Common misconceptions worth clearing up
- “Section 13 has been abolished.” No — that's Section 21. Section 13 was reformed.
- “My landlord can't increase my rent anymore.” They still can, via a Section 13 notice. The reform makes it harder to set the rent above market, not impossible to raise rent.
- “The tribunal will side with the landlord.” The tribunal members are surveyors, not landlords. They decide on comparable evidence. With the tribunal cap, the structural bias toward landlords (the risk of a higher determination) is gone.
- “I'll get evicted if I challenge.” Section 21 is gone. There's no longer a legal mechanism for retaliatory eviction. None of the Section 8 grounds is “challenged a rent increase”.
What you can actually do now
- Don't panic if a rent notice arrives. You have two months and meaningful options.
- Check the rent against the local market. Our free rent checker compares your figures to lower/median/upper quartile rents in your postcode.
- Reply in writing. See our guide on how to respond to a rent increase letter for a template.

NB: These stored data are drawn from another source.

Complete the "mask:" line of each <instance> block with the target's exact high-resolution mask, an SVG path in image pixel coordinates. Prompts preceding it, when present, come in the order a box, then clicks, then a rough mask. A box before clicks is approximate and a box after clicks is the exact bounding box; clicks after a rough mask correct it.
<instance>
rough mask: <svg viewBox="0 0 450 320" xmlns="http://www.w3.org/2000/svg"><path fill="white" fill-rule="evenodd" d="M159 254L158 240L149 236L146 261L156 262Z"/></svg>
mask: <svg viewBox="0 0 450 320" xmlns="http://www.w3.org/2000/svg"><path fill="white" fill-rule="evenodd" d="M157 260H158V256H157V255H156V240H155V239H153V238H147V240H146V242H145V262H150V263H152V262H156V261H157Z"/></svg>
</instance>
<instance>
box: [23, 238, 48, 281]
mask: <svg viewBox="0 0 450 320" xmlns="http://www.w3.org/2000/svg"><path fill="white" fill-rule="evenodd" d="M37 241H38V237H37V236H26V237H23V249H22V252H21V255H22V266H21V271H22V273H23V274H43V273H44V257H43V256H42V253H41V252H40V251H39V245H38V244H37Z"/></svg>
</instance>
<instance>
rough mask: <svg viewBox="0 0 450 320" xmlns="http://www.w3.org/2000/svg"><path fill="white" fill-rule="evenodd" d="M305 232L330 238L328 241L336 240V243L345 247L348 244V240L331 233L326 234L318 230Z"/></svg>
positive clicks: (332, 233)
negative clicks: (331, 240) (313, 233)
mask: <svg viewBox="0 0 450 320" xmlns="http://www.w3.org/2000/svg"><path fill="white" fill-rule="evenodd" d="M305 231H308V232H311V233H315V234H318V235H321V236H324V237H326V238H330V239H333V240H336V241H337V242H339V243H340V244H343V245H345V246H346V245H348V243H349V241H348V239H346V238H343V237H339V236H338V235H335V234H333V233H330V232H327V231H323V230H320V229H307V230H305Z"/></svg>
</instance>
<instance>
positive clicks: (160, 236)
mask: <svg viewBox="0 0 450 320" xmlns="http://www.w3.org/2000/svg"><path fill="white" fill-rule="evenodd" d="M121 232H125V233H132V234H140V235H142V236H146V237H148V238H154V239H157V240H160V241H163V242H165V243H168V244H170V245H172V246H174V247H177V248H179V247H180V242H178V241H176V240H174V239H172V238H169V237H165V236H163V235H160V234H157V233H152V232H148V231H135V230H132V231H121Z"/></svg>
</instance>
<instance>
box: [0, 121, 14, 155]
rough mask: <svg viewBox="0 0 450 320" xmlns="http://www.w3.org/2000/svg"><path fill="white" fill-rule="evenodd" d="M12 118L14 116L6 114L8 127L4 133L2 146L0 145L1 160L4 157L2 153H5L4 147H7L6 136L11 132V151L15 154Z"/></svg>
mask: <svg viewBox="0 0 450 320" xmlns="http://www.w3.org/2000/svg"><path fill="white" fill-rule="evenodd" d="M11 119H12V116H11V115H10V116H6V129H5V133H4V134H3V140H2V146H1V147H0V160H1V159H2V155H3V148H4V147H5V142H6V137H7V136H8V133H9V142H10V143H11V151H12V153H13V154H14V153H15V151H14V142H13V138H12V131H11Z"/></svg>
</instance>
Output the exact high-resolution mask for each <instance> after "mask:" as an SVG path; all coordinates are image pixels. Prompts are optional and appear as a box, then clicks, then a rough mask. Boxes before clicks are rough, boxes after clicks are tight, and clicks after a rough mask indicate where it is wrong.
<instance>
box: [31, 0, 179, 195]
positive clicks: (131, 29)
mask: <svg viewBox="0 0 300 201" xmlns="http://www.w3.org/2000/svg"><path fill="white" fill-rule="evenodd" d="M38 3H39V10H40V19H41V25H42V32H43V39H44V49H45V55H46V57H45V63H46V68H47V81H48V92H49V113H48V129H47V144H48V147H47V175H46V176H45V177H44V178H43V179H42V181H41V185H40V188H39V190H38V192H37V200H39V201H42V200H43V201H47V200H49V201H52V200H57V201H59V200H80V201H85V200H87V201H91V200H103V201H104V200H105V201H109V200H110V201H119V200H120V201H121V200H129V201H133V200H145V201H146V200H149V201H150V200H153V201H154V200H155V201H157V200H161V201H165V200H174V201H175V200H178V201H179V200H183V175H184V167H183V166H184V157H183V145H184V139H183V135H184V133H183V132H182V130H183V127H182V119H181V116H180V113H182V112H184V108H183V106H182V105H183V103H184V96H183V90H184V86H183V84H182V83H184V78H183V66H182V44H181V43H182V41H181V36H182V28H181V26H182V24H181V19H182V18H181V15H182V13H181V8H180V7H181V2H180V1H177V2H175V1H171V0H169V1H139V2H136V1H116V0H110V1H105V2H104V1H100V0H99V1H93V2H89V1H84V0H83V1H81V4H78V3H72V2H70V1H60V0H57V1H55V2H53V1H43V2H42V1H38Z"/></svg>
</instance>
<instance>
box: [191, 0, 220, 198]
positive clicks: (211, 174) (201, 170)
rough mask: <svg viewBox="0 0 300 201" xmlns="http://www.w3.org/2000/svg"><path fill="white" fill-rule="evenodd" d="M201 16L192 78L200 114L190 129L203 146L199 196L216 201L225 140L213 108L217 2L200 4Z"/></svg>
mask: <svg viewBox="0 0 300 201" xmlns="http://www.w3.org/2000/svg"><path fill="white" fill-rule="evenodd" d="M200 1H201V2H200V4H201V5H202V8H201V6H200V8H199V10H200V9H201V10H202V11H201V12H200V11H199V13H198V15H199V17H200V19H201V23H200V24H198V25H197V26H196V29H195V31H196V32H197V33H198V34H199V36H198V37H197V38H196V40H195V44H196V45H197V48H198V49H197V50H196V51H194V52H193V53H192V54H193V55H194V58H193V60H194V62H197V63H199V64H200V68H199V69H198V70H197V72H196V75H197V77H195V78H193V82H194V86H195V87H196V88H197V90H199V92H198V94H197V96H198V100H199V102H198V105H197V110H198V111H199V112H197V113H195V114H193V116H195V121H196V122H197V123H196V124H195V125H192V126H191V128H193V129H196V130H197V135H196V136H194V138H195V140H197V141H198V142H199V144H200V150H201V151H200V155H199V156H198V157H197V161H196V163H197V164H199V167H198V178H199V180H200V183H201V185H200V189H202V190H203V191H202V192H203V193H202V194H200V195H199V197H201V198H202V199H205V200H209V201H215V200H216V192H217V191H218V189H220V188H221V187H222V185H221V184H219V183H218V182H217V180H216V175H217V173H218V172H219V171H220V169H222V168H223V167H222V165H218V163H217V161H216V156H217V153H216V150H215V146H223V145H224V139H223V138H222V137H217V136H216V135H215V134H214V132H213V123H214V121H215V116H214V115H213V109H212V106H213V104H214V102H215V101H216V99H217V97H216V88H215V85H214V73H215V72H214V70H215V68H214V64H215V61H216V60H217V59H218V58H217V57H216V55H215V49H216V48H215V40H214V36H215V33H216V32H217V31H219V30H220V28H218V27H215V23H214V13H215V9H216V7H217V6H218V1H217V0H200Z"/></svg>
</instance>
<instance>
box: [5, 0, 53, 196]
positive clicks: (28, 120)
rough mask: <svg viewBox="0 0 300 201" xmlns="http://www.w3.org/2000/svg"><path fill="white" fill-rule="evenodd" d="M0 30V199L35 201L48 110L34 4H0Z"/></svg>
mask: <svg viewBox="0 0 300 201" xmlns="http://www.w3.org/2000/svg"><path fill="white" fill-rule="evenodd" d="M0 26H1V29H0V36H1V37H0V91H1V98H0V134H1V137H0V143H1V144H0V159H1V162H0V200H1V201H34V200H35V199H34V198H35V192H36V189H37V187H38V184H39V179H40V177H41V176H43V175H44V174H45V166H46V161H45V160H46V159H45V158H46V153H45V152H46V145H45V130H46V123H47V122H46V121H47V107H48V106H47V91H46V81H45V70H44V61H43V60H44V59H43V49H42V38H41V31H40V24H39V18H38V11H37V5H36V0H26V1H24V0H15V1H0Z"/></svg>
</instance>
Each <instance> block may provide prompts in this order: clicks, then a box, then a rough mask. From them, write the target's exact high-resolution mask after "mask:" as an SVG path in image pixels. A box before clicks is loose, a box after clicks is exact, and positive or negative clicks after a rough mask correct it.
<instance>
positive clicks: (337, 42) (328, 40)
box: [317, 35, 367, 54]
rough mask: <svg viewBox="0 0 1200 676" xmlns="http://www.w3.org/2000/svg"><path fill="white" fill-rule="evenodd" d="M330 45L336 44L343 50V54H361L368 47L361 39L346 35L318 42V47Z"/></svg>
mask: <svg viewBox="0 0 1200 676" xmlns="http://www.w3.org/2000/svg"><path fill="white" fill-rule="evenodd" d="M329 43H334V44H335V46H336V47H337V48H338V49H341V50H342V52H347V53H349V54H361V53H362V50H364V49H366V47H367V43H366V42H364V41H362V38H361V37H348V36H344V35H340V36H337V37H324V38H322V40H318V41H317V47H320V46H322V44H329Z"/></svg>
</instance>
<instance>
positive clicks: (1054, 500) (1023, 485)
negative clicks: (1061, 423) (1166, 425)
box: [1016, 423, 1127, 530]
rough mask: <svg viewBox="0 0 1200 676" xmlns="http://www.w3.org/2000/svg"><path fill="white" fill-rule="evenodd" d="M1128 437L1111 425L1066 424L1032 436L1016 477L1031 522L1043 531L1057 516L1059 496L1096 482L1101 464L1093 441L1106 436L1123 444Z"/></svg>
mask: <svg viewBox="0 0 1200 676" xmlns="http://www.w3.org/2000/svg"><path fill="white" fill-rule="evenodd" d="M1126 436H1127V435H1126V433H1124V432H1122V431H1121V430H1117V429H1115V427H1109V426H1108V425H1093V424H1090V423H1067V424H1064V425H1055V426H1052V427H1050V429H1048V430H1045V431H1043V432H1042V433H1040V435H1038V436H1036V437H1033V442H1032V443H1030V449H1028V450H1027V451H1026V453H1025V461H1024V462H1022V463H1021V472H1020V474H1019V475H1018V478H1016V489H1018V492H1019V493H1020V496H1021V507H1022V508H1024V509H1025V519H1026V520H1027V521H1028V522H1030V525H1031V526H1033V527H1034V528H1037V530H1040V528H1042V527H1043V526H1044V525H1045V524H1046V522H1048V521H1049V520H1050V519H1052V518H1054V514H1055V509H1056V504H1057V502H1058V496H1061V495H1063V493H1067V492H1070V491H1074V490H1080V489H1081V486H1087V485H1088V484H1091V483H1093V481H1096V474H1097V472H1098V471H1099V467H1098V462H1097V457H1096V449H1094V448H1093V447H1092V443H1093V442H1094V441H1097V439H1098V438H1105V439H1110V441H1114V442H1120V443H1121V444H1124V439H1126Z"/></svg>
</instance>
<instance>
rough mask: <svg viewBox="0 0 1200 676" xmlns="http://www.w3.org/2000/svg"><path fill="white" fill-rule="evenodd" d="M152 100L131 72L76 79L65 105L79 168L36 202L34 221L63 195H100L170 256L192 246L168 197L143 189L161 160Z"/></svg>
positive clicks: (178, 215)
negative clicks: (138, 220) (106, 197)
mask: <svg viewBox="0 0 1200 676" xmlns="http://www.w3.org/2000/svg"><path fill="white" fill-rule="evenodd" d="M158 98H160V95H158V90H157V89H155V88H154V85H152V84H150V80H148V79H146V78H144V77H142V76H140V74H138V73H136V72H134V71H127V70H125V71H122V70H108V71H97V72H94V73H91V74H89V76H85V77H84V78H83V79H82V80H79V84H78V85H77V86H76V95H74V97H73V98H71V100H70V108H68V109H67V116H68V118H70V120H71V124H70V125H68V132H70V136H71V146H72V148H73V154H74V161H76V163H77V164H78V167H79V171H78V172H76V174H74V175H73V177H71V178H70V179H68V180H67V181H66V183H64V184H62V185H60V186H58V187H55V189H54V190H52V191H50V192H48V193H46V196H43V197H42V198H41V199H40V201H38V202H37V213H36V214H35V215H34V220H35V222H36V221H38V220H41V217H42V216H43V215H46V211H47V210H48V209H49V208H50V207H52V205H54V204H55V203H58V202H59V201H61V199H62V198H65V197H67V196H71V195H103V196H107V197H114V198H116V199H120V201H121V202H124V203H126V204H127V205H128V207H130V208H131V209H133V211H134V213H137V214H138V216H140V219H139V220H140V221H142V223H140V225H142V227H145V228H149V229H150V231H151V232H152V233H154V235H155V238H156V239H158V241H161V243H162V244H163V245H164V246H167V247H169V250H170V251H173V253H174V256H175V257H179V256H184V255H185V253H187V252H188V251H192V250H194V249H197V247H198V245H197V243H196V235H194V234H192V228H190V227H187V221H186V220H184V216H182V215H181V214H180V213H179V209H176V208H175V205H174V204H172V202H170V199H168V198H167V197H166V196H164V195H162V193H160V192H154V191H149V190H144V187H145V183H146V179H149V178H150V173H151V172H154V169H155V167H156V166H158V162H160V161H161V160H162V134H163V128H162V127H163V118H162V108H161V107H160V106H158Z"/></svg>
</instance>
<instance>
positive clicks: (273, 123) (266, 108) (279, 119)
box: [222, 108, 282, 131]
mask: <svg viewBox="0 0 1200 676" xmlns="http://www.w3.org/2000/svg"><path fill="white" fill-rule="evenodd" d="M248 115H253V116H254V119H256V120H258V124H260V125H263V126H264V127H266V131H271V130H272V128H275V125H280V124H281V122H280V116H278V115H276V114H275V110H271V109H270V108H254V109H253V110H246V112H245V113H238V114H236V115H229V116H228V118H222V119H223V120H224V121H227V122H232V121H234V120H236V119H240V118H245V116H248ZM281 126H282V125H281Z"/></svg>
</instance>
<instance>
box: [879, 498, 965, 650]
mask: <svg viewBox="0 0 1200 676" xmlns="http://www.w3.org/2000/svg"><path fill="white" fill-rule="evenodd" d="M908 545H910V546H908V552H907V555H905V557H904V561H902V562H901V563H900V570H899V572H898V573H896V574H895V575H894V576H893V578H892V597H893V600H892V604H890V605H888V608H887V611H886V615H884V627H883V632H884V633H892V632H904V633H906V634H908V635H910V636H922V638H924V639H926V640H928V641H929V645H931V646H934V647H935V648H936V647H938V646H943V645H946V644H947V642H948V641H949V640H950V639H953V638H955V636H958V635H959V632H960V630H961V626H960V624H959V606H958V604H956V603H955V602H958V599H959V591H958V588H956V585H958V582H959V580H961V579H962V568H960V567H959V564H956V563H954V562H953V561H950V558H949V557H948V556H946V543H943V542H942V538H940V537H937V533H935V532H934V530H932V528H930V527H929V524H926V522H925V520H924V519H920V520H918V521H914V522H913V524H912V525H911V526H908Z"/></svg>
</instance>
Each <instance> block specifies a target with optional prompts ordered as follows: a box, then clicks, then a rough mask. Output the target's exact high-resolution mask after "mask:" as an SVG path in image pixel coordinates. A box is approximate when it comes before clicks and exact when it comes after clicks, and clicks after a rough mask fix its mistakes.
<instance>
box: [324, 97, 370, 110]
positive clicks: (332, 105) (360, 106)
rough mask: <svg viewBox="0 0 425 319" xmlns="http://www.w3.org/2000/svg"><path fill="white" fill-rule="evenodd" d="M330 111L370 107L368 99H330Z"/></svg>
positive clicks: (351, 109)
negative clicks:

- Escalate if needed. The tribunal route is free and one-way: best case, lower rent; worst case, the proposed rent.
- Get help. Shelter and Citizens Advice give free housing advice and have specialists who walk through tribunal applications with you.
Frequently asked questions
Has Section 13 been abolished?
No. Section 21 (no-fault eviction) has been abolished. Section 13 (rent increase notice) is still very much in force — it was reformed, not removed. If anything, it matters more now: with rent review clauses in old ASTs largely unenforceable, Section 13 is the main lawful path for raising rent on a periodic assured tenancy.
Do I still have an AST?
On commencement of the relevant provisions, existing assured shorthold tenancies were converted to assured periodic tenancies. The paper version of your contract may still say 'AST' but the underlying legal form will have changed automatically.
Can my landlord still evict me?
Yes, but only on one of the statutory grounds in Section 8 of the Housing Act 1988 — for example serious rent arrears, anti-social behaviour, or the landlord intending to sell. Section 21 'no-fault' eviction is gone. None of the Section 8 grounds is 'the tenant challenged a rent increase'.
Can the tribunal still raise my rent if I challenge?
No. This is the single biggest reform for tenants. Under the RRA 2024 the First-tier Tribunal can only confirm the proposed rent or determine a lower figure — it cannot exceed what the landlord asked for. The downside risk that used to deter tenants from challenging is now gone.